Sir David has been a supporter of the London Wildlife Trust for the last four decades, described how he “made a point” of visiting every single one of the wildlife trusts in the country whilst he was president.
He spoke about how urban wildlife trusts are extremely important and “perhaps more needed in London than almost anywhere really”.
“It’s not just the gorgeous landscapes that some lucky people live in but an awful lot of people live in towns, and to get a real glimpse of real wildlife, of beautiful birds, the visitors that come here from Africa, or other birds which come down in the winter to Southern Europe is a great pleasure,” he said.
When asked how he felt about his upcoming birthday, Sir David replied: “If I tell the truth about it I feel unbelievably lucky, I have friends and relatives who are approximately my age, and they can’t walk about, so I’m unbelievably fortunate.
He was asked what he believes is the main what’s the main barrier to young people experiencing nature.
“Give a young person half a chance,” he said.
“You watch kids of six or eight years old watching pond dippers and being riveted to see these extraordinary things right at their feet.”
“In fact you’re treading on a newt,” chipped in David Mooney, before telling the concerned looking journalist he was “just joking”.
Mooney was asked what he believes is the “star, headline-grabbing species” which the public can view here.
“Not the Cetti’s Warbler, you can hear it, it’s got an amazing song but the Cetti’s Warbler is very difficult to see,” he said.
“If you come very early in the morning particularly on the dawn chorus walks there is every chance you will see kingfishers.
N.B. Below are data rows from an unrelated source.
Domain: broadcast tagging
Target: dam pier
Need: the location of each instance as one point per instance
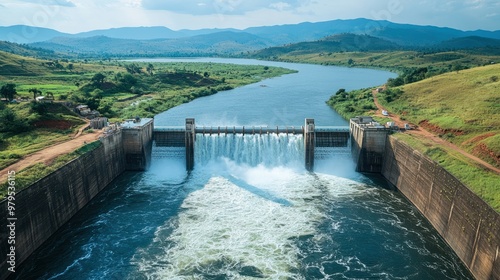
(467, 224)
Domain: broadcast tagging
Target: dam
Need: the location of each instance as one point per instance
(258, 213)
(312, 136)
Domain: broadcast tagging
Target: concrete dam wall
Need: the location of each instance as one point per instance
(467, 223)
(42, 208)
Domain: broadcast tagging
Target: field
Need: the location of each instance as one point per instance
(117, 89)
(462, 107)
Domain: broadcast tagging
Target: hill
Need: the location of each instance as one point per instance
(401, 34)
(23, 34)
(461, 106)
(334, 43)
(475, 44)
(222, 43)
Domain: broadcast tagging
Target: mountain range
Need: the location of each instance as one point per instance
(156, 41)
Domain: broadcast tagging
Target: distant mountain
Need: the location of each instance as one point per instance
(23, 34)
(336, 43)
(470, 42)
(403, 34)
(148, 33)
(164, 41)
(25, 50)
(220, 43)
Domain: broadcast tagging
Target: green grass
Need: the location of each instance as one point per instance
(15, 145)
(464, 104)
(460, 106)
(439, 62)
(482, 182)
(352, 104)
(32, 174)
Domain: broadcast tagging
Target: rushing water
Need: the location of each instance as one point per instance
(249, 210)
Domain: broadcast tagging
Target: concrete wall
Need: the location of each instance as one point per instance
(46, 205)
(466, 222)
(137, 144)
(367, 145)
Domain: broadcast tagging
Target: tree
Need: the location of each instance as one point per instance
(35, 92)
(8, 91)
(150, 69)
(98, 79)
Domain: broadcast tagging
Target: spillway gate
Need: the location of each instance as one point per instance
(314, 136)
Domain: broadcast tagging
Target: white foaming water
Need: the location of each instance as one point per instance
(245, 213)
(266, 149)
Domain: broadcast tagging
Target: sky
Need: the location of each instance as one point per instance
(73, 16)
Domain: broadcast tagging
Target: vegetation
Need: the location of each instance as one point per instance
(29, 127)
(117, 89)
(30, 175)
(480, 181)
(461, 107)
(120, 89)
(354, 103)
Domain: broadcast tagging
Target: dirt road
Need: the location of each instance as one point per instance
(422, 133)
(48, 154)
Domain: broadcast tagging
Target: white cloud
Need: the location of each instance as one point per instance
(211, 7)
(195, 14)
(280, 6)
(64, 3)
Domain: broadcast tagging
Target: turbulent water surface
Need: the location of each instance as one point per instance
(250, 210)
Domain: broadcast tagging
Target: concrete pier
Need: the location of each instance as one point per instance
(309, 144)
(190, 139)
(368, 144)
(137, 143)
(323, 137)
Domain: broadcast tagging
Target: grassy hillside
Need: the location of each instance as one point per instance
(125, 90)
(461, 106)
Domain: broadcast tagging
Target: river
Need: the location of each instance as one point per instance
(241, 216)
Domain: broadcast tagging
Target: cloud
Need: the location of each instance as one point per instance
(210, 7)
(63, 3)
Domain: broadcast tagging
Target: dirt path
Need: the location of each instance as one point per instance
(422, 133)
(48, 154)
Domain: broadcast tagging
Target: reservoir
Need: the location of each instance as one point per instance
(249, 209)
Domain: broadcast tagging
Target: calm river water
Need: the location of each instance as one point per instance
(249, 210)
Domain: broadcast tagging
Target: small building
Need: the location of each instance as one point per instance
(44, 99)
(98, 123)
(83, 110)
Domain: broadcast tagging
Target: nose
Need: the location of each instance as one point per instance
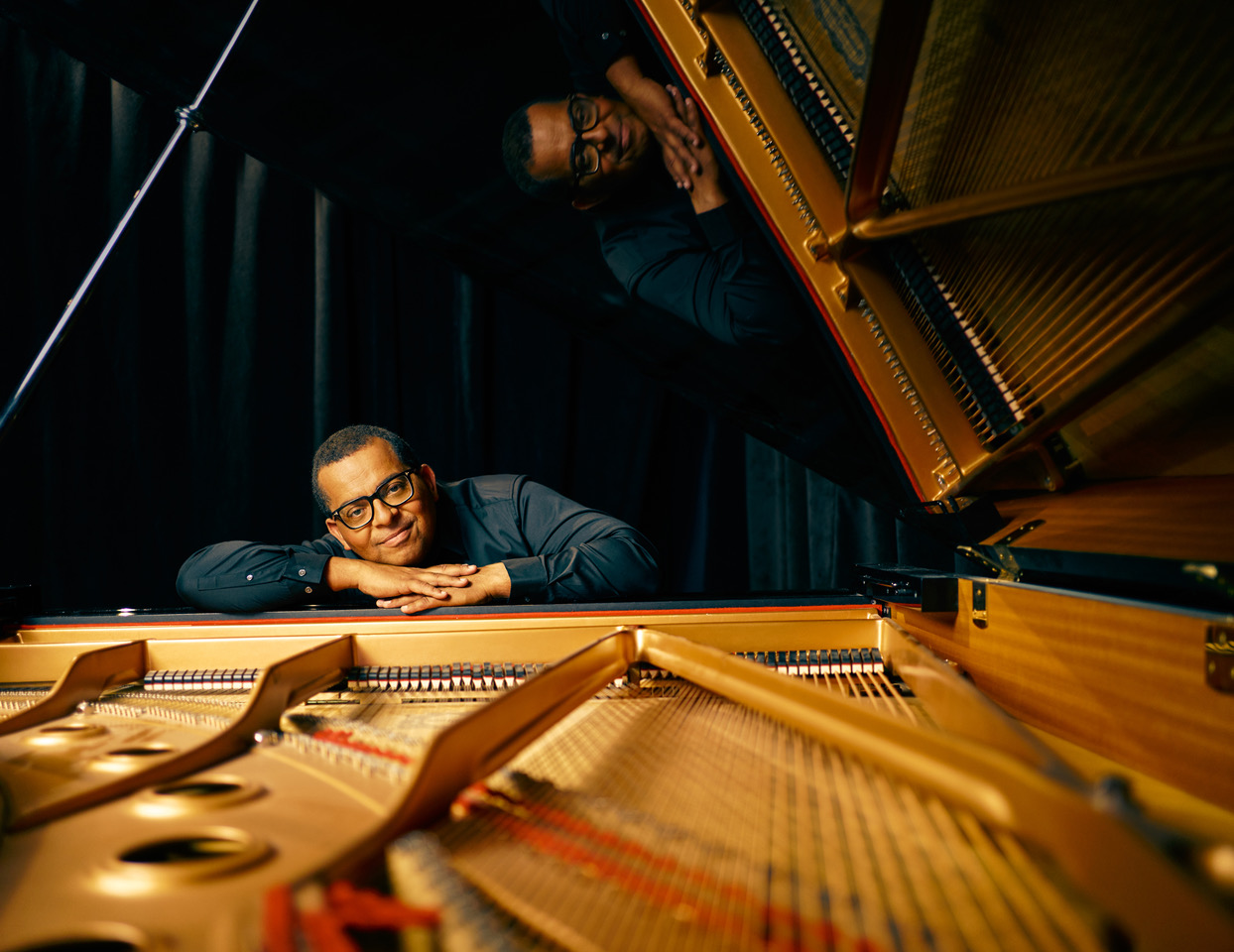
(598, 136)
(383, 512)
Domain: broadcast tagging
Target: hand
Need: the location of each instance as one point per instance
(653, 105)
(486, 583)
(706, 191)
(391, 581)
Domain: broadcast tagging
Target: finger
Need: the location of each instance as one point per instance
(435, 578)
(420, 604)
(678, 169)
(454, 568)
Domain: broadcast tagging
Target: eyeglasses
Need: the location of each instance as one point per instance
(584, 156)
(357, 513)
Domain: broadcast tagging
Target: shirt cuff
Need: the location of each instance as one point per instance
(529, 578)
(308, 568)
(721, 224)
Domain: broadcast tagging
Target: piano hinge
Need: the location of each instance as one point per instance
(980, 618)
(711, 60)
(1002, 563)
(1219, 657)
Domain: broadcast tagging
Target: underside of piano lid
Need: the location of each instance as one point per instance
(1013, 219)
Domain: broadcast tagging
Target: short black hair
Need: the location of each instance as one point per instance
(516, 152)
(352, 439)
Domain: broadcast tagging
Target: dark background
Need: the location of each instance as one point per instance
(344, 247)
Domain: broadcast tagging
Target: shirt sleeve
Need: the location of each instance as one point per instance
(580, 553)
(241, 576)
(593, 35)
(714, 272)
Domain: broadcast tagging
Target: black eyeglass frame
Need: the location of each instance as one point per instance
(579, 146)
(377, 496)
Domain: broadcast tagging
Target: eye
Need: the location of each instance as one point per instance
(395, 489)
(354, 511)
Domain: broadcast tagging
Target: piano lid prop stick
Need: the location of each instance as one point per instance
(187, 117)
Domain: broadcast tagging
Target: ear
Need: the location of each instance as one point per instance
(332, 525)
(428, 475)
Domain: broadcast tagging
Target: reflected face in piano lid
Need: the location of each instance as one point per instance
(620, 137)
(399, 535)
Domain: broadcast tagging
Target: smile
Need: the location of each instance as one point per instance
(398, 537)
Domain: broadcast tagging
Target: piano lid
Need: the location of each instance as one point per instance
(1016, 223)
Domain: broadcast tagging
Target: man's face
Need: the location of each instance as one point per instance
(398, 536)
(620, 137)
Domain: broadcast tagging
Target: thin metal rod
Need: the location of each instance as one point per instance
(186, 117)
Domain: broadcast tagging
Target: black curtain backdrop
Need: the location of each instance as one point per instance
(244, 317)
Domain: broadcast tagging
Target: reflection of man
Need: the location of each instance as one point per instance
(687, 251)
(414, 542)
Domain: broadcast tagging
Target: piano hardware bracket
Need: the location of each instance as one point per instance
(1219, 657)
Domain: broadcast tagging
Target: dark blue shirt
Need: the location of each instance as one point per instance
(555, 548)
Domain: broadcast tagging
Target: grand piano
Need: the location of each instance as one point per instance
(1013, 222)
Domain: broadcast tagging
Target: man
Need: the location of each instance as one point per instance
(687, 251)
(413, 542)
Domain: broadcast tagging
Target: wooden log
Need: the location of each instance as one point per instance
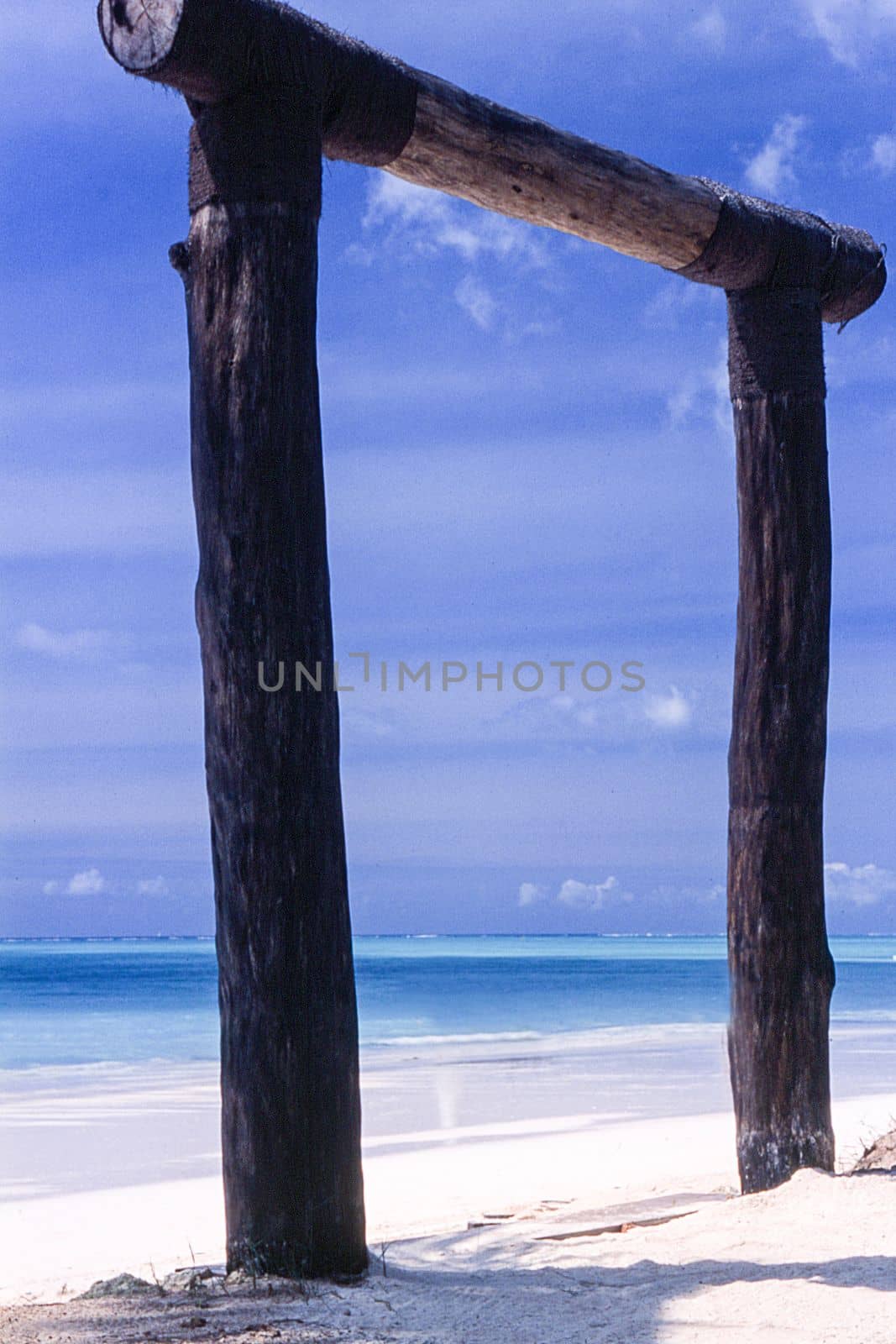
(376, 111)
(781, 969)
(291, 1119)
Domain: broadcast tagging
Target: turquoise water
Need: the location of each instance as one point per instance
(127, 1001)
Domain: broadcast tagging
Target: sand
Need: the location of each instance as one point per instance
(812, 1261)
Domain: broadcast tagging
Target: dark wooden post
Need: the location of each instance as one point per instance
(782, 972)
(269, 91)
(291, 1104)
(291, 1120)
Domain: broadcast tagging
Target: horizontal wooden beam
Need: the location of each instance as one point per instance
(369, 108)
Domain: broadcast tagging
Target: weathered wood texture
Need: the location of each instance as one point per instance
(291, 1120)
(526, 168)
(376, 111)
(781, 968)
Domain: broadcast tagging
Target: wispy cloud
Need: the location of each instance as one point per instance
(773, 167)
(862, 886)
(477, 302)
(531, 894)
(852, 29)
(574, 894)
(63, 645)
(711, 29)
(97, 512)
(432, 222)
(90, 882)
(669, 711)
(402, 215)
(586, 895)
(883, 154)
(152, 887)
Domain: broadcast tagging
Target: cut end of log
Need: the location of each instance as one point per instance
(139, 34)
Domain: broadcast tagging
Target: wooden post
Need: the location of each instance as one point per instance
(781, 969)
(270, 89)
(291, 1102)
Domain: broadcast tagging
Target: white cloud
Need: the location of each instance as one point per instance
(87, 884)
(852, 27)
(90, 882)
(54, 644)
(883, 154)
(773, 167)
(711, 29)
(152, 887)
(432, 222)
(586, 895)
(531, 894)
(669, 711)
(97, 512)
(476, 302)
(862, 886)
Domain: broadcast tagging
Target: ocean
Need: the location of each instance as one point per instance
(87, 1001)
(109, 1047)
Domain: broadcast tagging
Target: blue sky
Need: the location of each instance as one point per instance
(528, 457)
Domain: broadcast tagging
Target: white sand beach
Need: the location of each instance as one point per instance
(488, 1231)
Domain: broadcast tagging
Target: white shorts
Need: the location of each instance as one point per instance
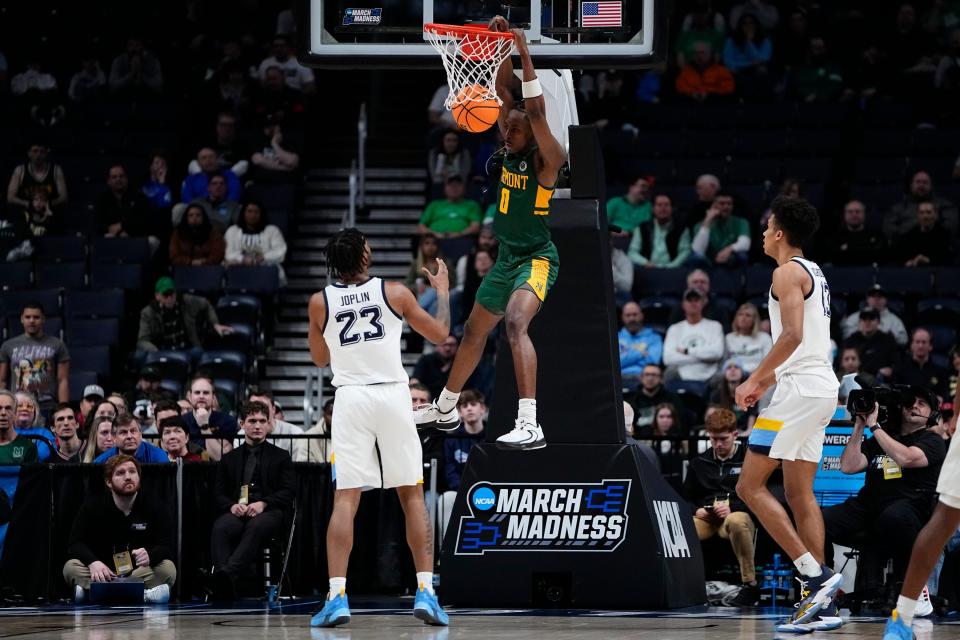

“Kingfishers for me say everything about a wetlands, say everything about British nature and early morning walks with an apple in your pocket, it harks back to my memory when I was a kid, yesterday morning there was a male kingfisher in the reed bed which is an indication they may be breeding.”
Mooney, who grew up a mile and a half away from the wetlands, described how elated he was to see it finally open to the public.
“It’s quite surreal sitting on a path underneath a willow tree that we’ve been worrying about falling down with Sir David opening Woodberry Wetlands.
“I used to come here as a kid cycling past looking through the barbed wire fence, when I was eight years old this reservoir used to be a barren wasteland, it was a utilitarian space and you weren’t allowed in it, there were Alsatian dogs and watchmen in the evenings and they wouldn’t let you in.
“To be sitting here opening it to the public is pretty surreal and really exciting and I can’t quite believe it’s happening.”
Sir David added: “It’s not only you were kept out but Thames Water was processing this water here, putting in things like chlorine and ammonia to sterilise it for use, that means the annihilation of all the wildlife.”